I some how managed to win this  I think its up to £500 so i'm going to build an outdoor enclosure for them! As Indy won she will be featured on Boomerang on tv  Woop woop hehe


----------



## em_40 (Sep 29, 2010)

Grats :no1: Indy is sooo cute!!

PS. Why have I not seen pics of your skunks previously? I remember the skunk excitedness thread which I believe ended without skunk pictures?


----------



## Tangeyorange (Aug 22, 2011)

Awww congrats and they are very lucky! And so extremely cute!


----------



## slugsiss32 (Nov 14, 2010)

Sorry!  Will upload some for you a.s.a.p!  They are super cute. One is like a big fatty and one is a skinny skunky  They look completely different ages!


----------



## cloggers (Mar 13, 2010)

NOOOO!!!! You beat me 
congratulations though  She's very cute!


----------



## Elina (Jul 22, 2009)

Oh wow gratz!
I wish I knew about this competition! Damn I must watch more T.V. in future:lol2:.

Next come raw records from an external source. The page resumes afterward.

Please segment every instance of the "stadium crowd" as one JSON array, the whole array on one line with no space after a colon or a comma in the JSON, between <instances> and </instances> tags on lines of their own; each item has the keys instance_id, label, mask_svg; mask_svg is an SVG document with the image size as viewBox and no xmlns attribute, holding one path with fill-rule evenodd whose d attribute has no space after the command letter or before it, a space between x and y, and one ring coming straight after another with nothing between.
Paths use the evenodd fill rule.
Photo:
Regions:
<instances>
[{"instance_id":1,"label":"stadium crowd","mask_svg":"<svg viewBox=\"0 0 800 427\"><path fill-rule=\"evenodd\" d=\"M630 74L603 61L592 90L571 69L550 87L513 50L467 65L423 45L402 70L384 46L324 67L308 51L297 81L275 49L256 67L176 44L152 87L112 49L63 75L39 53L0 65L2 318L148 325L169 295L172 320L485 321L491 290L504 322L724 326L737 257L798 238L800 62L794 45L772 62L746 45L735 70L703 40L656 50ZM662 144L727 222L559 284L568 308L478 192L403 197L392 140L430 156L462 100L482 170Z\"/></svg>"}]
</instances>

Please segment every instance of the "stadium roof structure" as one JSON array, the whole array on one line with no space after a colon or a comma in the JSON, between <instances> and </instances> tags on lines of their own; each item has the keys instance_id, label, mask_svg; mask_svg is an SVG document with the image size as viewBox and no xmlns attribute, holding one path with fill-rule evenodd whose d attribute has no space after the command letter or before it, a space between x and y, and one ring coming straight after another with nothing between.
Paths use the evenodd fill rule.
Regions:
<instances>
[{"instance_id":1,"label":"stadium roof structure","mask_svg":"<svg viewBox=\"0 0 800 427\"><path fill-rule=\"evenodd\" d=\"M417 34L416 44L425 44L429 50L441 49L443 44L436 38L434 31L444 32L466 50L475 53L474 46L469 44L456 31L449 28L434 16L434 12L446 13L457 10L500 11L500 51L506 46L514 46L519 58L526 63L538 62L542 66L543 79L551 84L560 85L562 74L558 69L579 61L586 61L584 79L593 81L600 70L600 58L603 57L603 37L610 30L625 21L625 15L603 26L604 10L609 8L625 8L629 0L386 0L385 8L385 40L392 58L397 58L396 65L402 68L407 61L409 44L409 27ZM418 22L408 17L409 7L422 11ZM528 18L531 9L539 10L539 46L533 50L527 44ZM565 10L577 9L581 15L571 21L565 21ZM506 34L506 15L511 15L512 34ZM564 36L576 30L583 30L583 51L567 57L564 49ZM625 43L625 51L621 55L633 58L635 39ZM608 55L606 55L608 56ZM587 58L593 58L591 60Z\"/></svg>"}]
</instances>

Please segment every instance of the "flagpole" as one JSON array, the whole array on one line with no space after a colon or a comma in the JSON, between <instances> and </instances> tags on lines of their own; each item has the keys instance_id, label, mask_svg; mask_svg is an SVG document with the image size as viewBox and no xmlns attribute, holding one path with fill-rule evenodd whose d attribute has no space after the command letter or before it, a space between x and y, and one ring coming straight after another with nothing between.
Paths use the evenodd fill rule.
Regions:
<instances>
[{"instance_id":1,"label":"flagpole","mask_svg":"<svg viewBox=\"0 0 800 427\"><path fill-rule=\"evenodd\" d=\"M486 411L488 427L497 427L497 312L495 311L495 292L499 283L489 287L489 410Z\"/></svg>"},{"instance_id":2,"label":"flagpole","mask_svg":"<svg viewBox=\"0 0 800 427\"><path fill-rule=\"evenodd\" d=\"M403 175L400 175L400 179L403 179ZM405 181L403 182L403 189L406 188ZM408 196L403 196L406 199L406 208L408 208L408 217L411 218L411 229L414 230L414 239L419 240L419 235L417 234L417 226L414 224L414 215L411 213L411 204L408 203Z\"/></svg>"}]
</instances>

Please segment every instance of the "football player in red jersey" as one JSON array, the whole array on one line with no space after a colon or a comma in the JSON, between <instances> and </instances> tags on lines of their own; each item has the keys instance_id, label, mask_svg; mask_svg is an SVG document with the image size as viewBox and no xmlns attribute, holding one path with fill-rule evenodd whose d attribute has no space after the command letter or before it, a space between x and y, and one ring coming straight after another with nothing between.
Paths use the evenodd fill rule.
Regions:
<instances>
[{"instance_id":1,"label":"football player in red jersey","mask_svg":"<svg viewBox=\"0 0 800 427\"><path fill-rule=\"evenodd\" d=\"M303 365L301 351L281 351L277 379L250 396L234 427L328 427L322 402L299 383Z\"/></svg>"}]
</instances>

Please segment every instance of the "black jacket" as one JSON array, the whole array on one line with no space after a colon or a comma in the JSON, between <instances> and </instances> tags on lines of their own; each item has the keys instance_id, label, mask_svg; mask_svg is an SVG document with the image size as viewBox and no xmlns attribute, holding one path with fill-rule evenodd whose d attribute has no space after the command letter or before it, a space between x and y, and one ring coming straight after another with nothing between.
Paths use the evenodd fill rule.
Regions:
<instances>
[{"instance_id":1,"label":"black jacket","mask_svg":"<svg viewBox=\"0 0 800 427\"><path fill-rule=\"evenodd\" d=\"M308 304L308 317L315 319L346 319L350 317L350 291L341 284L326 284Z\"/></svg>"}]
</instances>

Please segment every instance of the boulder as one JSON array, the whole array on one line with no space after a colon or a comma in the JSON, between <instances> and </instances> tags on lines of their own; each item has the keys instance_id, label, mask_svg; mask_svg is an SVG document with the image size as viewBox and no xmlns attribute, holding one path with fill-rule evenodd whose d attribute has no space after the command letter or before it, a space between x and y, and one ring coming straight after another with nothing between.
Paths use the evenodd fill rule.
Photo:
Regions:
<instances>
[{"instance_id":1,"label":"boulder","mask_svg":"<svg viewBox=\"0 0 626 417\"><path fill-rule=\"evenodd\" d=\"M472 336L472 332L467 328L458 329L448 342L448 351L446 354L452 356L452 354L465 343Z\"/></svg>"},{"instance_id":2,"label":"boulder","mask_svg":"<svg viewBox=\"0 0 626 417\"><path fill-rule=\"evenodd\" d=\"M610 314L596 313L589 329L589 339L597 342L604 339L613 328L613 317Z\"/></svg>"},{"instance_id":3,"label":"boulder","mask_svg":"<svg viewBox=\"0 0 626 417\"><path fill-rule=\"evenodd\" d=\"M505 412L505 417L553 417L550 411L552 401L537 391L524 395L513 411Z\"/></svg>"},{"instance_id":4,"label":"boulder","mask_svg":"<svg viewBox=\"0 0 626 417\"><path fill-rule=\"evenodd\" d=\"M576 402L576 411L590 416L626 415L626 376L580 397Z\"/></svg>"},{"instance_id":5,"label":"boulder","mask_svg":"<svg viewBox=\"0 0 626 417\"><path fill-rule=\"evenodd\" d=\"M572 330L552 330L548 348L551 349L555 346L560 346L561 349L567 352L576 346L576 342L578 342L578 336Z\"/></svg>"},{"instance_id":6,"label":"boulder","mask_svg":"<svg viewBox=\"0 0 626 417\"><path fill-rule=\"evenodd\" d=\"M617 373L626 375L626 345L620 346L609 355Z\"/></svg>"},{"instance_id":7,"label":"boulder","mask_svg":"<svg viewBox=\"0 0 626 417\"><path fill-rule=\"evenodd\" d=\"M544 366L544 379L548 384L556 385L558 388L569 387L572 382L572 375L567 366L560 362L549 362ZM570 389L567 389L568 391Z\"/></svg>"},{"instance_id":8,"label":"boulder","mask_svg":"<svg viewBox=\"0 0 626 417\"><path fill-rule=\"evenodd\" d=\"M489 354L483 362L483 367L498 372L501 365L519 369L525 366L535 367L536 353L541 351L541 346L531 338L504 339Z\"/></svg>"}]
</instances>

I think it is really cool that you won, far better then an oddly coloured dog which have beaten my fennecs in most unusual pet competitions before:2thumb:.
-Elina


----------



## slugsiss32 (Nov 14, 2010)

Thanks people!

Aw did you enter too, Cloggers? I did see another skunk on there. No idea why I won so im pretty lucky!

The money will go towards a nice big outdoor enclosure for the daytime because I've now realised skunks have a rather pongy smell about them no matter how many times you bath them - well mine do! 

I found it funny how people put dogs and guinea pigs in the most unusual pet bit! How could a fennec not beat a colourful dog lol! Talking of fennecs Elina how are the kits yours recently had? I was sad I didn't see the adults are the exotic pet day hehe!


----------



## cloggers (Mar 13, 2010)

Yeah I'd entered my 8ft boa, more for the chance to win her a new viv, but I can't even find her on there now :lol2:
I remember when I sent the pic though, it came up next to a Labrador? How that's unusual I'll never know, anyway like I said, congrats. Get building that enclosure


----------



## slugsiss32 (Nov 14, 2010)

Ok some pics many are blurry sorry! Don't have many good ones of Otto. 

OO and also the last 3 are older ones.


----------



## em_40 (Sep 29, 2010)

oooh, only just seen the pics XD what a beautiful tail your skunky has!!


----------



## slugsiss32 (Nov 14, 2010)

Thanks! Hehe


----------